Okay, by now you probably get how scary pesticides can be, but they still serve the function of controlling pests, which is pivotal to feeding the planet, right? While making a value judgment is not in the realm of science, it doesn’t harm to learn a few facts and science knowledge to fight information asymmetry.

Over the 40 years span from the early 1960s to the 2000s, global food production has doubled and land use in agriculture has increased by around 10%. However, pesticide use in the same span has increased by more than 15-fold. This means that on roughly the same size of land, we applied at least 15 times more pesticide to secure a 2-fold increase in food production made possible also by other factors such as the much higher use of nitrogen fertilizer (almost 7-fold increase), increased irrigation (1.7-fold) and improved crop genetics. In fact, a number of experts have already voiced against the myth that pesticides are necessary to feed the world. Another shocking fact is that crop damage attributable to pests has slightly increased compared to 50 years ago despite pesticide use has skyrocketed. This suggests that our crops are increasingly susceptible to pest attack and require more pesticide input per unit crop production due to our poor agroecosystem resilience management.

There is no feasible way to measure the precise damage pesticides have inflicted on us and the environment, let alone make a fair comparison to the benefit (crop protection) they have given us. However, while one can argue that saving even just one starving human life could be worth all the damage, it is important to realize that people at present and people in the future are at odds to some extent, mediated by slow ecological processes. Therefore, it is important not to allow the act of saving one life today to become nothing more than an excuse to maintain a status quo that has no future.

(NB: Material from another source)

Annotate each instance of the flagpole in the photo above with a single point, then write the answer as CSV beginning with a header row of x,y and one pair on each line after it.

We are all guilty of squeezing every last one of those tiny pimples, or getting rid of those annoying spider webs in every hidden corner, all to attain a perfectly clean scenery to look at. Perhaps it is time to start asking ourselves: Do we have to go this far? Should everywhere look like the “American lawn”?

Perhaps the answer lies in those imperfectly slow, more labor-intensive organic methods of pest control. Even though they won’t give us that perfectly silent mime show, at least I find them more lively and beautiful.